Il quinto round dei negoziati sulla Brexit esprime un nuovo no deal. "Sui diritti dei cittadini restano distanze su questioni non secondarie, e per risolvere la delicatissima questione irlandese "c" e' ancora molto lavoro da fare". Lo ha detto il capo negoziatore Unione europea per la Brexit, Michel Barnier, intervenendo al termine del quinto round di negoziati con il Regno Unito. Davis ha spiegato che è "dovere" del governo britannico prepararsi "a un'alternativa".

"Questa settimana abbiamo lavorato con uno spirito costruttivo e chiarito alcuni punti, senza però ottenere alcun progresso sostanziale" spiega alla stampa. Sul conto della Brexit "siamo in una impasse estremamente preoccupante", avverte il capo-negoziatore Ue. Barnier ha annunciato infatti che la delegazione britannica " non è in grado di precisare impegni sugli aspetti finanziari". Un silenzio che nel Regno Unito sta facendo piuttosto rumore.

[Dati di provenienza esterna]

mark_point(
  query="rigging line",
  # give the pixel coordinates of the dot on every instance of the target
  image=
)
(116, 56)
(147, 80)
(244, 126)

Barnier ha messo in chiaro, ancora una volta, che il saldo delle pendenze e' indispensabile per costruire una relazione di fiducia reciproca.

Lo stallo nei negoziati di questa settimana è dovuto al fatto che sia Barnier che Davis hanno le mani legate.

"Questo e' il mio mandato, che seguiro' scrupolosamente, dialogando costantemente con il Parlamento Europeo, che si e' espresso ad ampia maggioranza con due risoluzioni", ha aggiunto il politico savoiardo. Questa la risposta di Barnier: "Un mancato accordo sara' un pessimo accordo, ma per parte nostra saremo pronti ad affrontare ogni evenienza".

Le trattative tra Unione Europea e Regno Unito sono dunque a un punto morto.

La pensa in modo opposto il ministro britannico per l'uscita dall'Unione europea, David Davis, che ha parlato di "progressi significativi da giugno". "Questo e' necessario, per identificare le soluzioni", ha rimarcato Barnier. Il presidente del Consiglio Europeo Donald Tusk ha detto chiaramente che spera ancora di poter constatare i "progressi sufficienti" nel Consiglio Europeo di dicembre.